Üreticinin, üretim tesislerinin, faaliyetini, hayatiyetini devam ettirebilmesi, ayakta durabilmesi için mutlaka para kazanması gereklidir ve bunun için de müşteriye gereksinim duyar. Zira para müşteridedir.
Yönetim şekline, coğrafyasına bakılmaksızın tüm ekonomiler ve tüm ticari faaliyetler, ticari mevzuatlar ve kurumlar içerisindeki birimler bu iki kavram arasındaki ilişkileri düzenlemek için tesis edilmiştir. İş-Ticaret yasaları, gümrük mevzuatları, muhasebe işlemleri, insan kaynakları-özlük işlemleri, halkla ilişkiler, pazarlama birimleri vs. müşteri ve üretici ilişkilerini düzenleyen-tamamlayan yasalar, birimler ve kavramlardır.

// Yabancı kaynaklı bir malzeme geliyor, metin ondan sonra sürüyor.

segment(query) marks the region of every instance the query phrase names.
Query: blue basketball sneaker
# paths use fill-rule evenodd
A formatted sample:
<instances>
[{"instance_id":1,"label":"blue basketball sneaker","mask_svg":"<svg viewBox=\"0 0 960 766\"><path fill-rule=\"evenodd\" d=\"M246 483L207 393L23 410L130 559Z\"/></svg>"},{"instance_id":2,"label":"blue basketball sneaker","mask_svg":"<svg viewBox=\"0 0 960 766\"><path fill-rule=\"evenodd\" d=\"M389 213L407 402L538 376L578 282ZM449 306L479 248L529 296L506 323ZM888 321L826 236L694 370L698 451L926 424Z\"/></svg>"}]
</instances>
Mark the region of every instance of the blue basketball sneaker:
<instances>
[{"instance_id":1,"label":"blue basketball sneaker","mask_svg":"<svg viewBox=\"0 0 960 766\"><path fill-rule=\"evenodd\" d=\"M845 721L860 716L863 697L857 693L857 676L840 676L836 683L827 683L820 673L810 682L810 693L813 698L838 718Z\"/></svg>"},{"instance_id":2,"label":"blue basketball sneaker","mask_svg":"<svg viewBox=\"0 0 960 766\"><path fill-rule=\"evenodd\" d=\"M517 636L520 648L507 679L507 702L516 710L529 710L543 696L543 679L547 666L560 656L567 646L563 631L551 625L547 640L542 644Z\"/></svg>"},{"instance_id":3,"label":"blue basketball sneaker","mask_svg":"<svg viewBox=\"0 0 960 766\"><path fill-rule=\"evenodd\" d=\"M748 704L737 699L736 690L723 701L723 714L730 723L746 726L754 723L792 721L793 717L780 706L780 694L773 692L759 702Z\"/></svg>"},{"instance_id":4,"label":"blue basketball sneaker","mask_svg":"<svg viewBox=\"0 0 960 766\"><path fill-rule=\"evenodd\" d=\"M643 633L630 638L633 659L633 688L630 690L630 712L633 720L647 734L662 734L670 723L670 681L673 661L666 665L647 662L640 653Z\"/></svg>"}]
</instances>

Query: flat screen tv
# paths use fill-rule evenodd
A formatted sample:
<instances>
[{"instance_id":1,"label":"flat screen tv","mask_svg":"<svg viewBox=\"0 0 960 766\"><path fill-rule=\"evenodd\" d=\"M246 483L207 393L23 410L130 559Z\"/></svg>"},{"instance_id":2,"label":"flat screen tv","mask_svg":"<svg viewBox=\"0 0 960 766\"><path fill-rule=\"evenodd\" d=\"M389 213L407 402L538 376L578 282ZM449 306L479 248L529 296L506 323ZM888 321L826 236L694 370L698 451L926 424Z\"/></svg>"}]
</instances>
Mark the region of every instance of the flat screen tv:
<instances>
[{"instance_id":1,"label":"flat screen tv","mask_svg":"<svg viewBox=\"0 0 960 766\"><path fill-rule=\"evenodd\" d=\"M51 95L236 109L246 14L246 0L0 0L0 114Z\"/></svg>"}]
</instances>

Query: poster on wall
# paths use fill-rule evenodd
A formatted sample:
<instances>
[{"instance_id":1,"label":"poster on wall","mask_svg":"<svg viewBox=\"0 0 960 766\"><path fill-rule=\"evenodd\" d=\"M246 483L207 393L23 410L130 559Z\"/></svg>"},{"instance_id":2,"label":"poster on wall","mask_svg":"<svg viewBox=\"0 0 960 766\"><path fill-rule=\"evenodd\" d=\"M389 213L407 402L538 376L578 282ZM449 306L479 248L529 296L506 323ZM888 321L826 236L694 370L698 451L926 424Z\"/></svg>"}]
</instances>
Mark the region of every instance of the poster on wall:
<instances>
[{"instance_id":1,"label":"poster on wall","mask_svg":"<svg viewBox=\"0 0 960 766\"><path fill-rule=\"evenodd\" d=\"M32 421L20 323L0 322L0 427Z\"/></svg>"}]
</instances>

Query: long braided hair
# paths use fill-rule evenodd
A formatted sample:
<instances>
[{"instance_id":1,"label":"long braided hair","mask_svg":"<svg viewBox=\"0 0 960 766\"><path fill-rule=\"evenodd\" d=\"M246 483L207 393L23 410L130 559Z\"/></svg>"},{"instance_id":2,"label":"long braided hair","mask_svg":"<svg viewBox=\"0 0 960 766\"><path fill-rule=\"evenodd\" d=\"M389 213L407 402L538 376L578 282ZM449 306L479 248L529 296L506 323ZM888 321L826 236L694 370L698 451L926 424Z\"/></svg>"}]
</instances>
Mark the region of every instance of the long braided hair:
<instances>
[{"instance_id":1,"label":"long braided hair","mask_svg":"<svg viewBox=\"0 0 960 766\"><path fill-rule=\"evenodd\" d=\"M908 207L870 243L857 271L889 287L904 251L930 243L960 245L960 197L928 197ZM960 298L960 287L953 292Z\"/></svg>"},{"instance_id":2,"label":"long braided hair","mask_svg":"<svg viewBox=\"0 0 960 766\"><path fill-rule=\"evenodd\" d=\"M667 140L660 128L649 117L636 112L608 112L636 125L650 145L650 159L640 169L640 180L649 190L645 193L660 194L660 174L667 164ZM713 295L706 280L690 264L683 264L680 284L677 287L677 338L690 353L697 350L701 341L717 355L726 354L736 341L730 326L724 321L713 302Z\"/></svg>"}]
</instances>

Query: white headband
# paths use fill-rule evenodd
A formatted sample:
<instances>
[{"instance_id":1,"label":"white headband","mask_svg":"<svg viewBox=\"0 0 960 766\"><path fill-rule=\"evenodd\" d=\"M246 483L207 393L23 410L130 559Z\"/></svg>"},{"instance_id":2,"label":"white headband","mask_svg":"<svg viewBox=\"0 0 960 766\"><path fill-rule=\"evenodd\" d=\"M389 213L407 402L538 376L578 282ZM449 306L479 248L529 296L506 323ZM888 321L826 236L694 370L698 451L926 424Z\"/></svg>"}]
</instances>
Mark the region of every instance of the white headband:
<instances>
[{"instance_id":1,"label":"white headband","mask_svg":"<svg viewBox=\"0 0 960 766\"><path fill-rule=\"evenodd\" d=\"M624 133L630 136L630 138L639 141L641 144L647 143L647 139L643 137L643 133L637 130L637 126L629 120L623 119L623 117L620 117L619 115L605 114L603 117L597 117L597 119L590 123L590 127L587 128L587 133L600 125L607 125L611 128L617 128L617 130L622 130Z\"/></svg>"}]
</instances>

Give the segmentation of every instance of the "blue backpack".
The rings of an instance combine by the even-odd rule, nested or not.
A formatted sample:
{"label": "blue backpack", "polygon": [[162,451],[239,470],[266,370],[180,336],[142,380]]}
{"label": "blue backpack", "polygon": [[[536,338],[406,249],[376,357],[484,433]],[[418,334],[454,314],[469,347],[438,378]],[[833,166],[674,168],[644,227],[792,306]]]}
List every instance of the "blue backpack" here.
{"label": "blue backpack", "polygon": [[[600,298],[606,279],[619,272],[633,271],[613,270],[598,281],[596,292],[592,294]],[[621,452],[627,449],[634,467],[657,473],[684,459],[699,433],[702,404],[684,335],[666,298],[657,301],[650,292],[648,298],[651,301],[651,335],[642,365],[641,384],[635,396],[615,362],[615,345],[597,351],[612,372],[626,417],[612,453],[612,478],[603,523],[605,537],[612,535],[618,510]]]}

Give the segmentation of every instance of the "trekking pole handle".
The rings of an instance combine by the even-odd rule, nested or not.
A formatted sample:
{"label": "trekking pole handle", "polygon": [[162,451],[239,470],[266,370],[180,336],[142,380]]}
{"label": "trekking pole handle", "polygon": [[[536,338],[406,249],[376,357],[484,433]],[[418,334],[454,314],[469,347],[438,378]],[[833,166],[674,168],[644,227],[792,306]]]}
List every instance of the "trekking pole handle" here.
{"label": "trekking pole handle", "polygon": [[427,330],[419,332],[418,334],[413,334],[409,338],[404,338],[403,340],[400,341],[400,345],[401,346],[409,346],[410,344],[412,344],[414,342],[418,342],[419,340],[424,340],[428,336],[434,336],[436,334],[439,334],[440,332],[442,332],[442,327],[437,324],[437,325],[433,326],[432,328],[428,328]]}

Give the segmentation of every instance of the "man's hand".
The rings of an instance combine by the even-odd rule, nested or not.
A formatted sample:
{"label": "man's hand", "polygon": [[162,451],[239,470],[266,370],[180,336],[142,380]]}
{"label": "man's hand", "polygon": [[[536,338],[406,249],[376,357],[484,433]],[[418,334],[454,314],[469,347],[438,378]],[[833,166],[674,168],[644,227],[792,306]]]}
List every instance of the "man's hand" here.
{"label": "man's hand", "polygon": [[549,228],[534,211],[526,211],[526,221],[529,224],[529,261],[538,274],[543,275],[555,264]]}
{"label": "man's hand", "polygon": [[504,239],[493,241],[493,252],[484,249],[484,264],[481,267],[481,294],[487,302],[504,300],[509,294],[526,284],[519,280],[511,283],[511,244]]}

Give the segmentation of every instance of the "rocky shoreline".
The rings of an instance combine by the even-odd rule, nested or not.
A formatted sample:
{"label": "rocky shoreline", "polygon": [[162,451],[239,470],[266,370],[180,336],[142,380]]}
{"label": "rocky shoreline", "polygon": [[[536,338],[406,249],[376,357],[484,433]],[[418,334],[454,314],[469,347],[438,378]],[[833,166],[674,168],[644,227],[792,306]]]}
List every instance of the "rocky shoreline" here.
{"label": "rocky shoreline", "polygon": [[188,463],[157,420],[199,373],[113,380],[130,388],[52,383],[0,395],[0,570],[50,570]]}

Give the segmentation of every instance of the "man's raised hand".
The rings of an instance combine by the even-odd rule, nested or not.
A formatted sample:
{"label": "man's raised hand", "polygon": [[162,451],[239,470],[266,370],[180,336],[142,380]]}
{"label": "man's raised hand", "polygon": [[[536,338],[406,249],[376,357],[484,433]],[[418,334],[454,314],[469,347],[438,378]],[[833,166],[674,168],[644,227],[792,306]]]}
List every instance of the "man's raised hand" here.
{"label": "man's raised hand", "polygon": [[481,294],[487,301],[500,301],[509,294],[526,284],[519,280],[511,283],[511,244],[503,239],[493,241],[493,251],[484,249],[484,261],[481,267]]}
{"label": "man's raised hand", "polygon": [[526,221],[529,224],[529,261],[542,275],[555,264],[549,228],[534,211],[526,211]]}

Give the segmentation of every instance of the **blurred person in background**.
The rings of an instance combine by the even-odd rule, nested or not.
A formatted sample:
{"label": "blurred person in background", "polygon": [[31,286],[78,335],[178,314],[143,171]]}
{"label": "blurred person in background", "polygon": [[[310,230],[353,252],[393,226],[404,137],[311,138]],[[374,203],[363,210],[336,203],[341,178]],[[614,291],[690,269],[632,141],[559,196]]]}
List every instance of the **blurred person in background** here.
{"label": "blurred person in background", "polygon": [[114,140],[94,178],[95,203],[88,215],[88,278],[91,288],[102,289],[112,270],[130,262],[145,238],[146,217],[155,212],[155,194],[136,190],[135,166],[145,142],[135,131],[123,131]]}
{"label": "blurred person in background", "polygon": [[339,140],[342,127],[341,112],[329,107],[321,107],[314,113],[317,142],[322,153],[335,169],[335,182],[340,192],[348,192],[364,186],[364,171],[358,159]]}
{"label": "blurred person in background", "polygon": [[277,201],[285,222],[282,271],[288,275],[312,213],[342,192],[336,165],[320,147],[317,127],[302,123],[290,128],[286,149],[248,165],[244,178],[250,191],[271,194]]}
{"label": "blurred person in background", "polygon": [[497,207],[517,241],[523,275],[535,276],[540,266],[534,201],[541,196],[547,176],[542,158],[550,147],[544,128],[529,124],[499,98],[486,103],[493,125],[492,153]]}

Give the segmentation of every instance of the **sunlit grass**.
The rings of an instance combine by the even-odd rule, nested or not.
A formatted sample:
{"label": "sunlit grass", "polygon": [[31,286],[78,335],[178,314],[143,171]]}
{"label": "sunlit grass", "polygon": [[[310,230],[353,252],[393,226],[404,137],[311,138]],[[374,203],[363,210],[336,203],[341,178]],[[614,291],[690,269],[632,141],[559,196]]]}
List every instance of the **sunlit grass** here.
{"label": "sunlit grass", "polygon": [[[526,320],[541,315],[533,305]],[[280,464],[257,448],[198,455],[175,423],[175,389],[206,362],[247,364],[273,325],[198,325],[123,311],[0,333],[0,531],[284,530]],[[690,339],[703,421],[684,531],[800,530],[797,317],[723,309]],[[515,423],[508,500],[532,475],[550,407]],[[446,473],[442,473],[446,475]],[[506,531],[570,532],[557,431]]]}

Ticaretin, üretimin esas amacı para kazanmak olduğuna ve para da müşteride olduğuna göre satın alma faaliyetleri dışındaki işlerin tamamına yakınının amacı aynı zamanda doğrudan veya dolaylı olarak müşteriyi memnun etmeyi de kapsar. Üretim alanında tekel olan sistem ve rejimlerde müşteri memnuniyetsizliği, ferdi veya toplum olarak şikayetlere, şikayetler de sosyal olaylara dönüşebilir; iktidarı-rejimi vs. riske sokar. Üretimlerde tekel olmayan rejimlerde ve ekonomilerde üretim/ürün çeşitliliği olduğundan müşteri memnun olduğu, beğendiği ürünü tercih eder; müşterisini ürün veya hizmeti ile memnun edemeyen şirketler ise batar.
Müşteri memnuniyeti bu kadar önemli olunca elbette bunu inceleyen bilim dalları da olacaktır. Üniversitelerde bu konular üzerinde çalışma-inceleme ve araştırmalar yapmak üzere Customer Relationship Management (Müşteri İlişkileri Yönetimi ya da CRM) adıyla kürsüler kurulmuş, uzmanlaşma alanı haline gelmiştir. Hatta bu da yetmemiş ve ISO 10002 Standardı olarak ISO standartları arasında yerini almıştır.
Bu makalede sizlere müşteri memnuniyeti konusunda sıkıcı akademik ve ansiklopedik bilgiler, anlamlı anlamsız bir sürü istatistik ve matematiksel veriler, diyagram ve grafikler verecek değilim. Bizimki sohbet tarzında, sıkmayan ancak işin olmazsa olmazlarından bir demet olacak.
Buraya kadarlık bölümde Müşteri’nin ne olduğu konusuna göz attık. Bu kez müşteri memnuniyetinin ne olduğuna bakalım: Genel anlamda özetle “Satın alınan mal veya hizmetin müşteri beklentilerini karşılama derecesi.” olarak tanımlanabilir.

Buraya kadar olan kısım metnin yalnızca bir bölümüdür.